Do ponto de vista imobiliário, há dúvidas sobre a demanda por prédios de escritórios pós-pandemia, visto que para muitas empresas o homeoffice parece estar funcionando bem e entregar seus escritórios representa uma oportunidade para redução de custos. No caso de negócios de ciência da vida é diferente, pois não se faz pesquisa laboratorial em casa.
De homeoffice não se cria biotechs.
É preciso infraestrutura laboratorial, equipamentos de alto valor e rigorosos protocolos de boas práticas e segurança. Isso não se monta em casa e no pós-pandemia a atenção e investimento em ciências da vida só tendem a crescer, o que irá demandar novas infraestruturas laboratoriais.
Acredito que nos próximos anos as biotechs ficarão tão populares quanto são as fintechs hoje e isto irá aumentar ainda mais a demandar por infraestrutura laboratorial no país. O Brasil tem a maior riqueza em biodiversidade e está entre os maiores publicadores de pesquisa cientifica no mundo (17º lugar no Web of Science Documents). No entanto, estamos mal posicionado em inovação (69º lugar no Global Innovation Index) que considera as pesquisas que são transformadas em produto/serviço e vão a mercado.

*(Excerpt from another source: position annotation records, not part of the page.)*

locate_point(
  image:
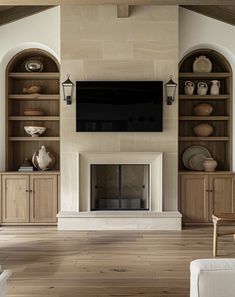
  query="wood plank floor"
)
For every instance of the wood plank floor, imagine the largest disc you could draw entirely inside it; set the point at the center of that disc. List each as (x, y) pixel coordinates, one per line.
(49, 263)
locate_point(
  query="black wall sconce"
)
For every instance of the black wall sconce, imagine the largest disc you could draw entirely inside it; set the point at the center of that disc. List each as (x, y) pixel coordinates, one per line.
(170, 87)
(68, 88)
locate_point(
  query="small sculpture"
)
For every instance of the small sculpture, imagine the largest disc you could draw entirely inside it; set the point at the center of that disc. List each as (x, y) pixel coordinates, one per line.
(215, 87)
(189, 87)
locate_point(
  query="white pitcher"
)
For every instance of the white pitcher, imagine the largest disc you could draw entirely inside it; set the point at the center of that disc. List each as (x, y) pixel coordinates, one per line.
(215, 87)
(202, 88)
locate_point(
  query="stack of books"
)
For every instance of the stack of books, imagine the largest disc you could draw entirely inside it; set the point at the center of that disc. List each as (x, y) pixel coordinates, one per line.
(26, 168)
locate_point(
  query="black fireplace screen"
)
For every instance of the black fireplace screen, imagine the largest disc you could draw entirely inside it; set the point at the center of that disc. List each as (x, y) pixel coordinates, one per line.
(119, 187)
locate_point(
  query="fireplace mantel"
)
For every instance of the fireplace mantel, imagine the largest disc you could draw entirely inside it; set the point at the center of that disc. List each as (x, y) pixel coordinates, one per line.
(152, 219)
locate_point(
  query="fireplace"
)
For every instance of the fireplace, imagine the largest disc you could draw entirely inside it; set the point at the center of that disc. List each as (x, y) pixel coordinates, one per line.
(119, 186)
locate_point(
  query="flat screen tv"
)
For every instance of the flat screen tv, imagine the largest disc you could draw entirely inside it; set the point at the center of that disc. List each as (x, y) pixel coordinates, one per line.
(119, 106)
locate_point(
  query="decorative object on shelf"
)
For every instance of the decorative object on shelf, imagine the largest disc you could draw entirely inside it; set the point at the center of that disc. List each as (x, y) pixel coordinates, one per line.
(26, 166)
(202, 88)
(215, 87)
(68, 88)
(33, 65)
(196, 162)
(33, 112)
(209, 164)
(202, 64)
(170, 88)
(203, 109)
(189, 87)
(192, 150)
(32, 90)
(43, 160)
(35, 131)
(203, 130)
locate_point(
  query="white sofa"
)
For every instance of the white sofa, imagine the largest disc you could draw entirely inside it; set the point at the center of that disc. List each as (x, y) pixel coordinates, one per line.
(212, 278)
(4, 275)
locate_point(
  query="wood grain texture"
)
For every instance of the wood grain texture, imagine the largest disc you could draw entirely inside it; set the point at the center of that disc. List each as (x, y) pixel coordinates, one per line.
(49, 263)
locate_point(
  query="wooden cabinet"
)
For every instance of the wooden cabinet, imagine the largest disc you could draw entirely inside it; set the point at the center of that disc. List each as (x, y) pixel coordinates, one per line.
(43, 198)
(15, 198)
(194, 198)
(29, 198)
(203, 194)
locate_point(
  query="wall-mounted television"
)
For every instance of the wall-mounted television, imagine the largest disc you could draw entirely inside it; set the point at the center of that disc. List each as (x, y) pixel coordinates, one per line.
(119, 106)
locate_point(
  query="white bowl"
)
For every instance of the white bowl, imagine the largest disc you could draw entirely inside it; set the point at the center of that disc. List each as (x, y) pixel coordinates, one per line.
(34, 131)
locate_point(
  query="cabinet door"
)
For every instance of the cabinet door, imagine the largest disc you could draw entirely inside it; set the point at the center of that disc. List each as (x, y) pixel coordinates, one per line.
(43, 198)
(194, 198)
(15, 199)
(222, 192)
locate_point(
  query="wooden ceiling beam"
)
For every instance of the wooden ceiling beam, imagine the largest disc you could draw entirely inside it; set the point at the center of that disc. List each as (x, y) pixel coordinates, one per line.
(222, 13)
(116, 2)
(18, 12)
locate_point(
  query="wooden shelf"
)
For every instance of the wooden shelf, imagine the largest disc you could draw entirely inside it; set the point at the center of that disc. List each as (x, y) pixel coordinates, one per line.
(210, 75)
(201, 118)
(34, 138)
(34, 96)
(206, 97)
(197, 138)
(31, 75)
(34, 118)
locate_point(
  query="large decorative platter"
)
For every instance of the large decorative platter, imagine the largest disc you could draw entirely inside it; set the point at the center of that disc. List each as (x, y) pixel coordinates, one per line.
(194, 150)
(202, 64)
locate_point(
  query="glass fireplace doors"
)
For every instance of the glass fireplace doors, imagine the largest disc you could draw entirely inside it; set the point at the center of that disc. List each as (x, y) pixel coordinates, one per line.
(120, 187)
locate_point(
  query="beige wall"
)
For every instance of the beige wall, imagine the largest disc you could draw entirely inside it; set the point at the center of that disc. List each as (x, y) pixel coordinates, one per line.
(95, 45)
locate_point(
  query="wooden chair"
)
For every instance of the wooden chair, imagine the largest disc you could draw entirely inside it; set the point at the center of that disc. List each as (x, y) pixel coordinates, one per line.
(221, 219)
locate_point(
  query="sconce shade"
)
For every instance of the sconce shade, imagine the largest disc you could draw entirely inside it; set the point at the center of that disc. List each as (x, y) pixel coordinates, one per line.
(170, 87)
(68, 88)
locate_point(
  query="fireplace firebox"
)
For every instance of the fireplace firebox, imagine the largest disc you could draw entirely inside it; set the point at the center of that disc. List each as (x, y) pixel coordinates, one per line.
(120, 187)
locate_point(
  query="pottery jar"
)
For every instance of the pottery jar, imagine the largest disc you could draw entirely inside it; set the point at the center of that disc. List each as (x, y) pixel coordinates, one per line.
(215, 87)
(209, 164)
(203, 109)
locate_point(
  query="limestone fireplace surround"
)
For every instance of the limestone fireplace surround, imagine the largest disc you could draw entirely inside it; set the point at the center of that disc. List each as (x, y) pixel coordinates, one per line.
(153, 219)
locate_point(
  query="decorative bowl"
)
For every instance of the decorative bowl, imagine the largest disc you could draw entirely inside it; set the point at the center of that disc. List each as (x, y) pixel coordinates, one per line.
(32, 90)
(33, 65)
(203, 130)
(34, 131)
(33, 112)
(203, 109)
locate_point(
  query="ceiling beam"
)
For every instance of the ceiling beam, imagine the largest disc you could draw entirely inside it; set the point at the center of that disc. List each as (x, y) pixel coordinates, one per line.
(18, 12)
(123, 11)
(116, 2)
(222, 13)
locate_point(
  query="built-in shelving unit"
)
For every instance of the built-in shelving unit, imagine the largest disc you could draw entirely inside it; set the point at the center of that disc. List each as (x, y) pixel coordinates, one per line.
(219, 143)
(19, 145)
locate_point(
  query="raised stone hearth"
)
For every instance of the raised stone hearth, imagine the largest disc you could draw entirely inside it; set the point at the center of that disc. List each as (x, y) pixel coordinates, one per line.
(152, 218)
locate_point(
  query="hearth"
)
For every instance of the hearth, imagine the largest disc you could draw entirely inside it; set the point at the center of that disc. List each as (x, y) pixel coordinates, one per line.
(119, 186)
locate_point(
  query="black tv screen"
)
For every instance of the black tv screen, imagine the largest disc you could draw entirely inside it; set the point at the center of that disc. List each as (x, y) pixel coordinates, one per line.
(120, 106)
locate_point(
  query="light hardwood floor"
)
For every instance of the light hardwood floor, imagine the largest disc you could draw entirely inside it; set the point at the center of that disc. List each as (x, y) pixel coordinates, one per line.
(49, 263)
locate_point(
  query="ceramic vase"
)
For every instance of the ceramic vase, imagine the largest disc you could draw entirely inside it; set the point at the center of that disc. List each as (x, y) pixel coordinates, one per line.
(209, 164)
(43, 160)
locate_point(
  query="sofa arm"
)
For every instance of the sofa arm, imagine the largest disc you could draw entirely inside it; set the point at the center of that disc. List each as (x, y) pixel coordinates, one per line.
(212, 278)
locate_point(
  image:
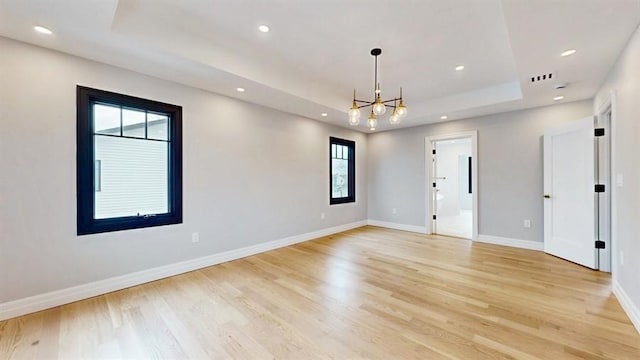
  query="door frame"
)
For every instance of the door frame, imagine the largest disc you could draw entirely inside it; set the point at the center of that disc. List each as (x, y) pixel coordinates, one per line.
(609, 104)
(428, 145)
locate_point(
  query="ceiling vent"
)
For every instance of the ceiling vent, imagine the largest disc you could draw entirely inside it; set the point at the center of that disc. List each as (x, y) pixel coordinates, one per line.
(542, 77)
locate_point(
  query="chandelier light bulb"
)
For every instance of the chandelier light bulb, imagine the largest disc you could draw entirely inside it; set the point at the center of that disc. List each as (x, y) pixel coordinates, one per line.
(354, 113)
(394, 118)
(401, 110)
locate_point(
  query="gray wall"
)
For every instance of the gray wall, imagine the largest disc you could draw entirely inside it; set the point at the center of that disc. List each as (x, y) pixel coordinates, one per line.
(509, 169)
(624, 80)
(251, 175)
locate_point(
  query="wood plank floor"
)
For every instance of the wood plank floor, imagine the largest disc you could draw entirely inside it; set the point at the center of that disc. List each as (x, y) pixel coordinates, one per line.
(365, 293)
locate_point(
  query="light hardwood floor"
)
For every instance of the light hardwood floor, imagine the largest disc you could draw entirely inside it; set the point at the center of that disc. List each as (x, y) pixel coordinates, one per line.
(365, 293)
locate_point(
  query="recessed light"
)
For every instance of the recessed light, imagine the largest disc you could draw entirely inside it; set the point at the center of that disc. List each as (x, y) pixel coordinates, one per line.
(42, 30)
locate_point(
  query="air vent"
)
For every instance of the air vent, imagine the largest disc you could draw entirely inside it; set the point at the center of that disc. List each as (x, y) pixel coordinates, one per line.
(542, 77)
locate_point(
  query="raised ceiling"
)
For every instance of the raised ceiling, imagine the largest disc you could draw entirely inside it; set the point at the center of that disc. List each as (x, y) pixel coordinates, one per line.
(317, 52)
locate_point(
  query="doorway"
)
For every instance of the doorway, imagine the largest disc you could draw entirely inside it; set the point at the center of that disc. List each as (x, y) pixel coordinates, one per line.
(452, 185)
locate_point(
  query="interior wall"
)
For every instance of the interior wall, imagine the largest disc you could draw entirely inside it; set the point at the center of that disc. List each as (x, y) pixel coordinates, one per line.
(251, 175)
(623, 80)
(509, 169)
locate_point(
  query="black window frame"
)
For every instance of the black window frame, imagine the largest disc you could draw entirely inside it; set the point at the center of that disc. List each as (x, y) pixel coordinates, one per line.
(85, 163)
(351, 171)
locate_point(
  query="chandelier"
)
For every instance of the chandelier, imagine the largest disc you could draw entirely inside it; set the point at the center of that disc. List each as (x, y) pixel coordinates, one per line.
(378, 106)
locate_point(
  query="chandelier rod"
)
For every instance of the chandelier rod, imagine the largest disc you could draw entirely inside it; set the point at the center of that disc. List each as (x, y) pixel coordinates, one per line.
(375, 81)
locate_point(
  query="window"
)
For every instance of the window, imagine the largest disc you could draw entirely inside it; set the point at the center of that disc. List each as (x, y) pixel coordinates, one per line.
(342, 170)
(129, 162)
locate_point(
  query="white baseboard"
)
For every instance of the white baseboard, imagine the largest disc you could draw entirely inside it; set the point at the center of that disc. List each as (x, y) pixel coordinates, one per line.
(64, 296)
(633, 312)
(524, 244)
(404, 227)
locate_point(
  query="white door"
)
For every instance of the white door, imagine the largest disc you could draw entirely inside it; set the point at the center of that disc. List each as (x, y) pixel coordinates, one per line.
(569, 197)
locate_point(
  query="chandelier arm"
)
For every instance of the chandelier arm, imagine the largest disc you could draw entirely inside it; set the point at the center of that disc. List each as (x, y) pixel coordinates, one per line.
(375, 82)
(365, 105)
(391, 100)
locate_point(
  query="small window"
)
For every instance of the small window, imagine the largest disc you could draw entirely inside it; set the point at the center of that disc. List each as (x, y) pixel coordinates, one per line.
(129, 162)
(342, 170)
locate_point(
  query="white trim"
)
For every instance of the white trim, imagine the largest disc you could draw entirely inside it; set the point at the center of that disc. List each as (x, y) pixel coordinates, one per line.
(474, 176)
(396, 226)
(523, 244)
(64, 296)
(633, 312)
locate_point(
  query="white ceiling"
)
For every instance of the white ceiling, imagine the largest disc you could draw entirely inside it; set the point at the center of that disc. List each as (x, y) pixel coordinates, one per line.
(317, 52)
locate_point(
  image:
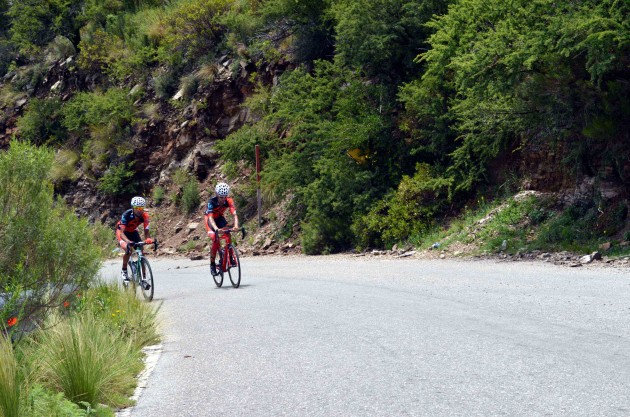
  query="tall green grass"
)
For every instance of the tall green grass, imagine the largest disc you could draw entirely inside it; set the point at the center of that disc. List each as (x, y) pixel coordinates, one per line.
(87, 361)
(10, 381)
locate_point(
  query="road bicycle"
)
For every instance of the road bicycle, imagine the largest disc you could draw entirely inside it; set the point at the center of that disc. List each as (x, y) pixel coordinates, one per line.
(228, 258)
(141, 274)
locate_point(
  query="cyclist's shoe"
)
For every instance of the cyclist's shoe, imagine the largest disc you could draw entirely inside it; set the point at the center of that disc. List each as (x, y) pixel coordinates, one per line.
(125, 277)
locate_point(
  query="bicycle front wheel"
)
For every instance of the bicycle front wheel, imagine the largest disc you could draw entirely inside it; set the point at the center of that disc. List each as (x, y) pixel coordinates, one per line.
(234, 268)
(218, 279)
(146, 280)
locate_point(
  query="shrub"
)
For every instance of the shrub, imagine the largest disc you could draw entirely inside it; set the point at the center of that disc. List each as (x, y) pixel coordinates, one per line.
(189, 85)
(42, 122)
(190, 196)
(158, 195)
(117, 180)
(39, 235)
(165, 85)
(64, 167)
(409, 211)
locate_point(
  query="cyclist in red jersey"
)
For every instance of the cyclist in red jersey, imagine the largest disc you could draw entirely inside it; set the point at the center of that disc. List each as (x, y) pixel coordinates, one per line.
(214, 218)
(126, 232)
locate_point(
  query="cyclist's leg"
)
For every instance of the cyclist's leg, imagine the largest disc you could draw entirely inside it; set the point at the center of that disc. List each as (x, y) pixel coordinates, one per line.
(220, 222)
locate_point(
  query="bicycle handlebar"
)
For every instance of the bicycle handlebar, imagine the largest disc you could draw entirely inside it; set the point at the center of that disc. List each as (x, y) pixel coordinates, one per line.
(228, 230)
(141, 244)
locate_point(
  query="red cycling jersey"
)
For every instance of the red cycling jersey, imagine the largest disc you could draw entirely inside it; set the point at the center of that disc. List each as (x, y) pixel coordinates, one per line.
(129, 222)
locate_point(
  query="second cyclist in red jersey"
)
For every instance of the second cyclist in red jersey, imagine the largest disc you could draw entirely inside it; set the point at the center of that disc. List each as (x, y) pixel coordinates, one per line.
(215, 219)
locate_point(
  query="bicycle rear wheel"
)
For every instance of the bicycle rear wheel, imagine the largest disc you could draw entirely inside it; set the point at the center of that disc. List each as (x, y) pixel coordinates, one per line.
(234, 269)
(146, 280)
(218, 279)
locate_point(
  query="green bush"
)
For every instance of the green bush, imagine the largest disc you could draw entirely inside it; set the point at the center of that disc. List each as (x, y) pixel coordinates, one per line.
(117, 180)
(35, 23)
(190, 196)
(39, 236)
(188, 85)
(41, 123)
(165, 85)
(408, 212)
(158, 195)
(64, 167)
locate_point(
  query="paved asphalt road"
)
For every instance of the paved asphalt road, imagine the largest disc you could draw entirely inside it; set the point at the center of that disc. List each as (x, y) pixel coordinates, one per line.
(344, 336)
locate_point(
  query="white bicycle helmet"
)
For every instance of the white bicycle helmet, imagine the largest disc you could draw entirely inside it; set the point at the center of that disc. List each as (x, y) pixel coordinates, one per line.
(222, 189)
(138, 202)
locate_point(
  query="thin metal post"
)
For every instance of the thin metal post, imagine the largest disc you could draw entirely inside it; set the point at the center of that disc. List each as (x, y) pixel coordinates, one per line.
(258, 193)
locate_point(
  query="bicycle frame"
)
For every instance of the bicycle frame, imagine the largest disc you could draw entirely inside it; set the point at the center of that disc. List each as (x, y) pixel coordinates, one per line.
(228, 258)
(141, 274)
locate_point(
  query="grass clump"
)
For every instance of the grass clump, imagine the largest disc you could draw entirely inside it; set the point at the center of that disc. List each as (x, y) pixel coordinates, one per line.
(11, 386)
(88, 361)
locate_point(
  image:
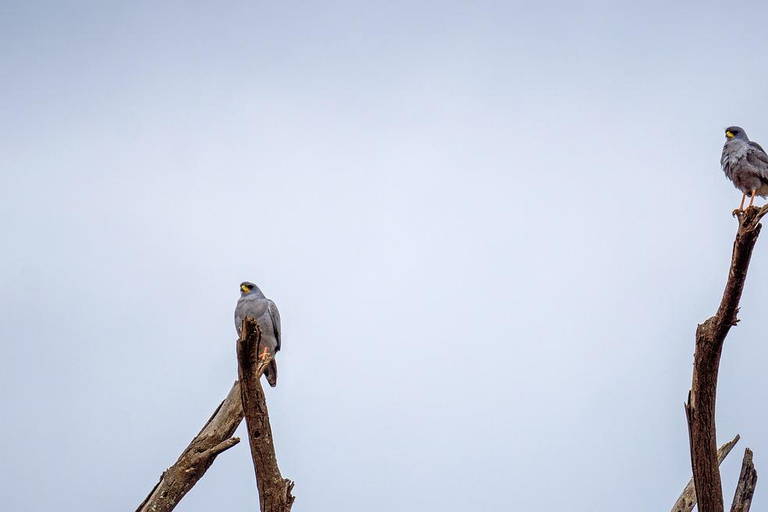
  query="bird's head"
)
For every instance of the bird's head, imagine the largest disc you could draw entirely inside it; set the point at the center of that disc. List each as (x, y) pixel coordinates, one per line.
(247, 287)
(735, 132)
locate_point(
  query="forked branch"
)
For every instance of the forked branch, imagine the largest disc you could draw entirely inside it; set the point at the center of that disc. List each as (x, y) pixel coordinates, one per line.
(194, 461)
(274, 490)
(700, 408)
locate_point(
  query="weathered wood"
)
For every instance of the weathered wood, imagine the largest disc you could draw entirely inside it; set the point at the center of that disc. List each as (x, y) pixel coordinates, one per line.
(687, 499)
(700, 408)
(274, 490)
(745, 489)
(194, 461)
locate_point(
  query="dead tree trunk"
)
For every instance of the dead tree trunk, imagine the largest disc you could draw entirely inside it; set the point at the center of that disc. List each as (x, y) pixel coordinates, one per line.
(700, 408)
(194, 461)
(274, 490)
(687, 499)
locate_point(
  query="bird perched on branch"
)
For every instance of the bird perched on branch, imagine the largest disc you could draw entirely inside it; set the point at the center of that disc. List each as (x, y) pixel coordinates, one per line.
(254, 304)
(745, 163)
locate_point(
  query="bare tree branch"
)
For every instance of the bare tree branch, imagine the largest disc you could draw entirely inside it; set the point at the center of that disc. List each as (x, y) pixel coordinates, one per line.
(194, 461)
(274, 490)
(687, 499)
(700, 408)
(745, 489)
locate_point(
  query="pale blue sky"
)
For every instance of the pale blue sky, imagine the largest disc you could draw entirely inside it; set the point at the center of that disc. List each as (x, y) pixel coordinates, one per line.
(491, 230)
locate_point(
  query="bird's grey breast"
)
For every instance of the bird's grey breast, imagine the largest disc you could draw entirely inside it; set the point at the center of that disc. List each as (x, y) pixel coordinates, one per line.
(734, 152)
(250, 305)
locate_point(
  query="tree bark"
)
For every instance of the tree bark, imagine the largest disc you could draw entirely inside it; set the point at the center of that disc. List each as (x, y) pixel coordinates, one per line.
(194, 461)
(274, 490)
(700, 408)
(687, 499)
(745, 489)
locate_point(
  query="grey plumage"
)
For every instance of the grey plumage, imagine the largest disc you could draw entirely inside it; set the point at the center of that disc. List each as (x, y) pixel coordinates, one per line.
(745, 163)
(254, 304)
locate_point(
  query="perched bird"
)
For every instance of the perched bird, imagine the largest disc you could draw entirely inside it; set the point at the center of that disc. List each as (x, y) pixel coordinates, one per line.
(745, 163)
(254, 304)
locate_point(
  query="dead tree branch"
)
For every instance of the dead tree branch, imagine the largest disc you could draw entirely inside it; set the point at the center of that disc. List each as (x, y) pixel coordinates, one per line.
(687, 499)
(700, 408)
(274, 490)
(194, 461)
(745, 489)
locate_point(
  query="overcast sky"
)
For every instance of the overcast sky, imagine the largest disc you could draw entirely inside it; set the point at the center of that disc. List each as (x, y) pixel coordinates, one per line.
(491, 229)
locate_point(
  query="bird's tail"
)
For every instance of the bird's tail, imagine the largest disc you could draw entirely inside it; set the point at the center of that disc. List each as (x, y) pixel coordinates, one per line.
(271, 373)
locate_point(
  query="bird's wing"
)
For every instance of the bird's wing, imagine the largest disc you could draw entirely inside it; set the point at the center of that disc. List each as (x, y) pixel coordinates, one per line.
(238, 316)
(274, 314)
(757, 157)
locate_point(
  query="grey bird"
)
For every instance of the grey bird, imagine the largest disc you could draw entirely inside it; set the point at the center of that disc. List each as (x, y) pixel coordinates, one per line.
(745, 163)
(254, 304)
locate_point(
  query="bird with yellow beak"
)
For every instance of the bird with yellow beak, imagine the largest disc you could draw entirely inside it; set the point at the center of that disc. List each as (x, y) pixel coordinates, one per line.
(745, 163)
(254, 304)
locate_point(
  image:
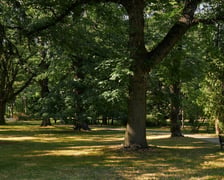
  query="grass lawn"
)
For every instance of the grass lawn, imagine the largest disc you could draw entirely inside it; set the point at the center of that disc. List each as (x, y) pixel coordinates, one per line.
(28, 151)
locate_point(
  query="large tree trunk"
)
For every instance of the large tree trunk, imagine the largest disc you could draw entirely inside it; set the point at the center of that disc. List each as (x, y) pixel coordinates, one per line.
(2, 112)
(135, 135)
(136, 127)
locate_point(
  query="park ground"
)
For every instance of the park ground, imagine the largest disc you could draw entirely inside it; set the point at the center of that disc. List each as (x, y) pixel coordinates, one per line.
(28, 151)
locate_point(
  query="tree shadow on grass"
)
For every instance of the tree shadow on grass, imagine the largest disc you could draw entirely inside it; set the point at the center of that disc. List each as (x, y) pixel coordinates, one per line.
(64, 154)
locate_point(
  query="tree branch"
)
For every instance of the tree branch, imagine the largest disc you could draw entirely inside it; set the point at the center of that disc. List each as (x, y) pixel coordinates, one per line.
(174, 35)
(48, 22)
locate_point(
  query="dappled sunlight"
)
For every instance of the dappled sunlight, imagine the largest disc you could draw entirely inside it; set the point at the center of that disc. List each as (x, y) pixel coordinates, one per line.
(19, 138)
(67, 152)
(101, 150)
(181, 147)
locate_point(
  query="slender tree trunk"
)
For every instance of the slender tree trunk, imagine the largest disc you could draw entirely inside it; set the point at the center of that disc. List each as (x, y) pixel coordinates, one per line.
(175, 111)
(135, 135)
(2, 112)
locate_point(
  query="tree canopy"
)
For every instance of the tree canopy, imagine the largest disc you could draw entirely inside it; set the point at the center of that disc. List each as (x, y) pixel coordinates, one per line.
(101, 52)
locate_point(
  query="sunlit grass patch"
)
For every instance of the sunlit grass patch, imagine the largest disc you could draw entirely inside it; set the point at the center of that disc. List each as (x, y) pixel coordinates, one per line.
(58, 152)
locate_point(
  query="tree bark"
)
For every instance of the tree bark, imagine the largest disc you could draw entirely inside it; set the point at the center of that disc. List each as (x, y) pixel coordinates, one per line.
(175, 111)
(2, 112)
(136, 129)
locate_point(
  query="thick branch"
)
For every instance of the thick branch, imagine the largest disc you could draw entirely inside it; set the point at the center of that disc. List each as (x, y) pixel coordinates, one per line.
(174, 35)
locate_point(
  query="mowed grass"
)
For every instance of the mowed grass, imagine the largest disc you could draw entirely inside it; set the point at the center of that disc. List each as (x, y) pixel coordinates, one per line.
(28, 151)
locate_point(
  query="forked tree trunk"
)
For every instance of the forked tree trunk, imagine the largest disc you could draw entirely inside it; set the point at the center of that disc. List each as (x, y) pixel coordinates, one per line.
(2, 112)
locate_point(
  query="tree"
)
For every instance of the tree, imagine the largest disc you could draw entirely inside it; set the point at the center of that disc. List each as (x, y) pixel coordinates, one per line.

Algumas das razões para isso são a nossa pouca infraestrutura laboratorial de ponta e muitas dificuldades para acesso.
Temos um enorme potencial para posicionar o país como um produtor de inovação em biotecnologia. O caminho para conquistarmos isso é o investimento em infraestrutura laboratorial e o desenvolvimento do nosso ecossistema unindo a colaboração de universidades, grandes empresas, investidores, empreendedores e governo. Se tudo der certo, espero ver muitos laboratórios e life science buildings sendo construídos por aqui.
Entre os lugares candidatos para isso acontecer, acredito que a região da Vila Leopoldina em São Paulo tem um enorme potencial. A apenas 10min da Av. Faria Lima, centro financeiro e de negócios do país, a Vila Leopoldina/Jaguaré concentra a maior universidade do Brasil (USP), a maior infraestrutura laboratorial (IPT), além do interesse público-privado em iniciativas de desenvolvimento urbano como o projeto do PIU Vila Leopoldina e o CITI - Centro Internacional de Tecnologia e Inovação. Sem deixar de mencionar o STATE, hub de inovação com foco em ciências, cidades e criatividade, e o Kori Bio Lab, um laboratório privado multi-usuário para biotechs que será inaugurado em 2021.
O desafio é grande, mas temos um potencial gigante para posicionar o Brasil na vanguarda em inovação de base científica se conseguirmos nos organizar e atrair investimentos para infraestrutura laboratorial, pesquisa e desenvolvimento de empresas.